Defense Digest 9/08: Florida's Asbestos And Silica Compensation Fairness Act Is Unconstitutional In A Retroactive Application Which Would Prejudice Or Defeat An Accrued Cause Of Action
By Ronald O. Armbrust, Esq.*
Florida - Environmental/Toxic Tort
We have cobbled these cases together for decision because all present the same dispositive issue, which we state thus:
Can the Florida Asbestos and Silica Compensation Fairness Act be retroactively applied to prejudice or defeat causes of action already accrued and in litigation?
We hold that the Act cannot constitutionally be so applied and return the cases to the trial court for consistent proceedings.
Williams v. American Optical Corporation, 33 Fla. L. Weekly D1401(Fla. 4th DCA May 28, 2008).And, so said the court; at least the Florida Fourth District Court of Appeal did. And, is it not that far into the future when Florida's Supreme Court will have its say too? The preparation of amicus briefs is underway.
The Act
On July 1, 2005, the Asbestos and Silica Compensation Fairness Act of 2005 ("the Act") was signed into the law by then Governor Jeb Bush. The stated purpose of this legislation was to unclog courts and relieve defendants of the associated financial burden in defending and litigating claims brought by plaintiffs who are not impaired, while at the same time allowing plaintiffs with substantial asbestos- and silica-related health problems to be compensated.
In the asbestosis arena, as the court stated in Williams, the Act requires that, as an indispensable element of their cause of action, plaintiffs bringing an action based on an alleged exposure to asbestos must "plead and prove" an "actual physical impairment" or an "existing malignancy." Prior to its enactment, plaintiffs brought litigation alleging various degrees of asbestosis, interstitial lung disease caused by asbestos exposure, and pleural thickening. As the plaintiffs/appellants pointed out to the court in Williams, prior to the Act, proof of malignancy or physical impairment was not required. At common law, only an injury from an asbestosis-related disease was needed to be shown.
The Opinion
Having received separate cases on appeal from the Circuit Court for the Fifteenth Judicial Circuit, Palm Beach County, Florida, where they had been dismissed for failing to meet the previously identified requirements of the Act, the court in Williams applied the "vested rights rule of law." In this regard, the court stated:
Here we confront the personal rights of citizens to acquire, defend and keep their own property free from the claims of government, and to vindicate these rights in a court of law.
In its opinion, the court explored the "inchoate cause of action," one not accrued with no vested rights attached, and allowed that such cause of action could be substantively changed prospectively. It also reviewed Florida law as to the cause of action which had already resulted in a money judgment and acknowledged that such judgment could not be taken away by legislation. The court then entertained the case between these two extremes. In doing so, it recognized that where a cause of action had accrued, but the plaintiff had not yet filed, a new statute could not be employed as a defense when the cause of action was eventually filed. In its musings, the court related:
And it logically follows that if a new statue cannot defeat a cause of action that is accrued but not yet filed, it is even more ineffective to defeat an action already filed when it becomes effective.

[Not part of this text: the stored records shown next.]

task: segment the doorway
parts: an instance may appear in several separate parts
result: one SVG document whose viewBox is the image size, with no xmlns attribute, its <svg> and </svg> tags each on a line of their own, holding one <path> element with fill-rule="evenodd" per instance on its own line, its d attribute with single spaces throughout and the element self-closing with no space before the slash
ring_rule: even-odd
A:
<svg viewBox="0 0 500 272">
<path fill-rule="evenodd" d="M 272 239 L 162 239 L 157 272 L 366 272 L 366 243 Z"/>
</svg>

Because the court found that all of these cases had been filed before the Act was adopted, the court reasoned that the plaintiffs' causes of action had accrued prior to the Act becoming effective.
Therefore, on this basis, the court held the Act could not be applied retroactively to bar claims of previously pending litigation.
The court in Williams further concluded, relative to the provisions of the Act under scrutiny:
After giving the entire text of the Act - especially its preamble of purpose - a careful reading in light of these consideration, we conclude that it is not intellectually possible on the basis of any recognized principles to disconnect the several provisions of an Act whose singular purpose is to end litigation by claimants who have been damaged by asbestos exposure without resulting or physical impairment. That purpose pervades every word in the Act. The entire Act is tied to that aim. We are simply forced to acknowledge that as regards these cases of accrued causes of action, after eliminating its very raison d'être, nothing meaningful in the Act could possibly remain.
And, thus, the court so ruled that the Act in its entirety could not constitutionally be applied retroactively to any accrued causes of action.
And does anyone believe that Florida's Supreme Court will find to the contrary?